15-year-old Greta Thunberg, a Swedish student, grabbed headlines this past week with her tough message for climate change negotiators at a United Nations climate summit in Poland.
"You are not mature enough to tell it like is," she said at a climate summit that ended on Sunday. "Even that burden you leave to us children."
Her remarks quickly gained attention on social media, and video of her speech was shared by leading climate scientists and officials. Vermont Sen. Bernie Sanders tweeted footage of her speech, saying she "called out world leaders for their global inaction on climate change."

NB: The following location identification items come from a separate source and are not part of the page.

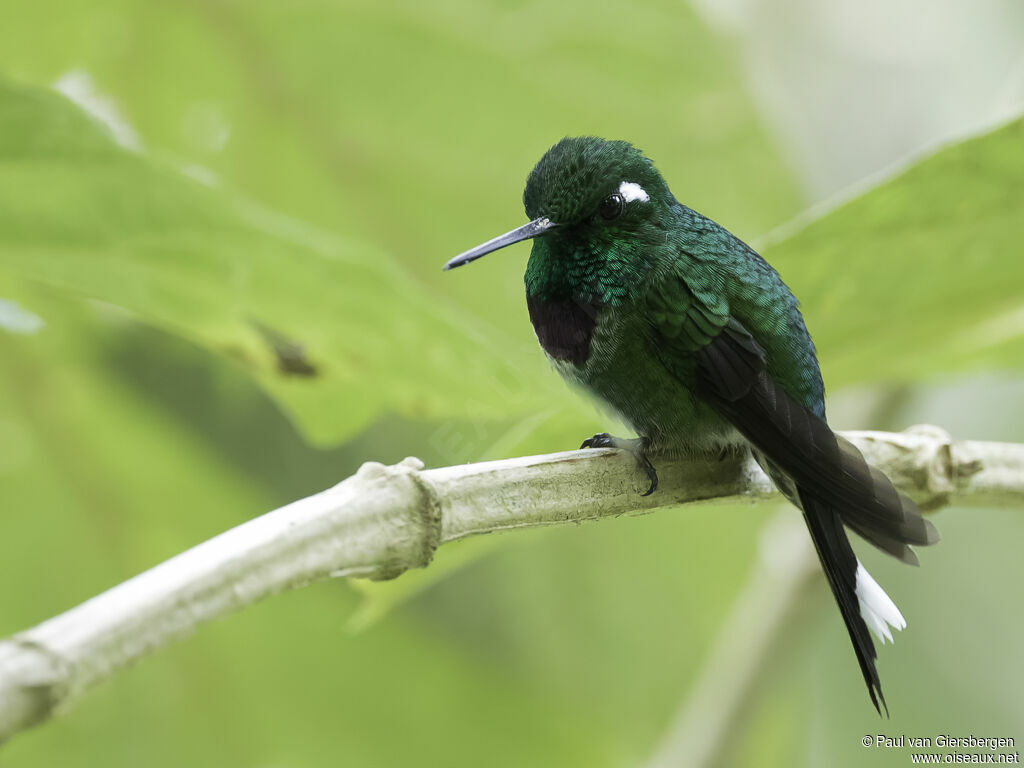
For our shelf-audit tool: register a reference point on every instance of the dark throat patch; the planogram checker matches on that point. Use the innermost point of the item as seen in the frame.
(564, 327)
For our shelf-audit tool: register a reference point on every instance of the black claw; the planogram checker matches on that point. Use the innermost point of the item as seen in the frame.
(651, 473)
(601, 439)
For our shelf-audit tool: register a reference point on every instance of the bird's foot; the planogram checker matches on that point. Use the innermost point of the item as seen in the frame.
(636, 445)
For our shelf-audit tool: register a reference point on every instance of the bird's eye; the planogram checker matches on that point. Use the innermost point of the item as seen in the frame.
(611, 207)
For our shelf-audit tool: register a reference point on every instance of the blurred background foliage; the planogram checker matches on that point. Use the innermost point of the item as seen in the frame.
(221, 226)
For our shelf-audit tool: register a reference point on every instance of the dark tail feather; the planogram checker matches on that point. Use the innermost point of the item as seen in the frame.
(841, 568)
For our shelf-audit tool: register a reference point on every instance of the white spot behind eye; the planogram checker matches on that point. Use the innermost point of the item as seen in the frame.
(632, 190)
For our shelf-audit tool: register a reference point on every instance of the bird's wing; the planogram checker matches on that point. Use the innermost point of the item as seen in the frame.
(698, 341)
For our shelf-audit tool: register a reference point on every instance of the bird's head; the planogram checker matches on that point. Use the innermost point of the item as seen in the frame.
(588, 199)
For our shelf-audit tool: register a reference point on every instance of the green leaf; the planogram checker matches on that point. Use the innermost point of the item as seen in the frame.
(922, 274)
(411, 126)
(338, 334)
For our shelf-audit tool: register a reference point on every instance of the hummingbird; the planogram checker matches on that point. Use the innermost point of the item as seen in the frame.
(697, 344)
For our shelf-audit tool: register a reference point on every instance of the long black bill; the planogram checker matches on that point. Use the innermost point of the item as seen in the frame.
(535, 227)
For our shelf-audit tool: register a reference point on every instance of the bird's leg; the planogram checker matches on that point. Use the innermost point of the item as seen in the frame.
(636, 445)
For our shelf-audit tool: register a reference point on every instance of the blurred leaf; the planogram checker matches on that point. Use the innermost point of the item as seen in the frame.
(923, 273)
(98, 480)
(413, 126)
(337, 337)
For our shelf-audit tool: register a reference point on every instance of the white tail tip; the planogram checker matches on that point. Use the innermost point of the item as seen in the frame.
(877, 608)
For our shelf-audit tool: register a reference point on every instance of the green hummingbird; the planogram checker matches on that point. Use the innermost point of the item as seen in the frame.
(697, 343)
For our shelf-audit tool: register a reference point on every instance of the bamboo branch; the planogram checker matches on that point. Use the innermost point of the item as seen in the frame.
(386, 519)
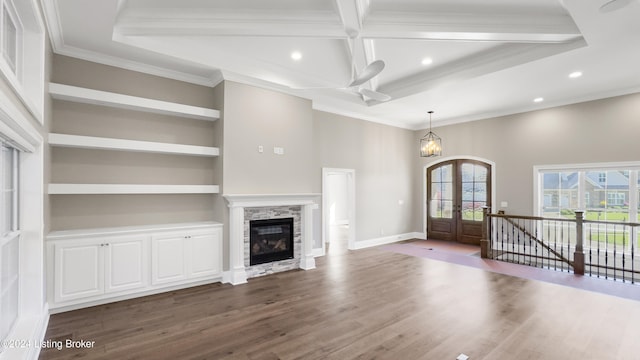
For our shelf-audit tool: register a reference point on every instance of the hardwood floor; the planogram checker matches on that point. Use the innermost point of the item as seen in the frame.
(361, 304)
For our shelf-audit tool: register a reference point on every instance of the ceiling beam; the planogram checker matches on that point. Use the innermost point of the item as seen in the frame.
(461, 26)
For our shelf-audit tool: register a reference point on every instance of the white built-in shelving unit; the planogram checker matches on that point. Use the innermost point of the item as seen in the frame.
(92, 142)
(93, 266)
(109, 99)
(95, 189)
(104, 98)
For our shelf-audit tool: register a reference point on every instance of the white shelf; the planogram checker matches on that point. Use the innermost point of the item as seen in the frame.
(93, 189)
(129, 230)
(91, 142)
(104, 98)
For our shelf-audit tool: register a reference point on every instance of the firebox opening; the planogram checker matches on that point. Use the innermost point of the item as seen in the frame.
(270, 240)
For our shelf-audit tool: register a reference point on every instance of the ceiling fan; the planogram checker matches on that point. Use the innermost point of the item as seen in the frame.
(613, 5)
(369, 72)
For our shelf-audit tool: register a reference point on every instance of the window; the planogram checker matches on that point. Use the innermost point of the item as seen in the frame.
(9, 240)
(22, 46)
(11, 37)
(605, 193)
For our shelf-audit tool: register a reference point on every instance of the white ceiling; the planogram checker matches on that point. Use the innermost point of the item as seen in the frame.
(489, 58)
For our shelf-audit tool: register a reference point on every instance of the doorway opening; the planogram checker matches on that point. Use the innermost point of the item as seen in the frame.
(456, 192)
(338, 210)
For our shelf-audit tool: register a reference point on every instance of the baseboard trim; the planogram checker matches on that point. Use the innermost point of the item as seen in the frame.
(29, 331)
(40, 332)
(81, 303)
(386, 240)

The teenager spoke on behalf of Climate Justice Now, a global network of climate advocacy groups. Officials from nearly 200 countries gathered in Poland to set rules that will govern the Paris Agreement on climate change, which aims to limit global warming.
"You have ignored us in the past, and you will ignore us again," she told leaders. "You say you love your children above all else, and yet you are stealing their future in front of their very eyes."
While Thunberg is young, she's spent years working as a climate activist.
Earlier this year she went on strike from school, holding a sign outside the Swedish parliament building in Stockholm that read, "school strike for climate." Thunberg, who describes herself on Twitter as a 15-year-old climate activist with Asperger's, said she was inspired by the school walkouts in the United States that followed the Parkland school shooting.
"We have done this many times before and with so little results," she told CNN. "Something big needs to happen. People need to realize our political leaders have failed us. And we need to take action into our own hands."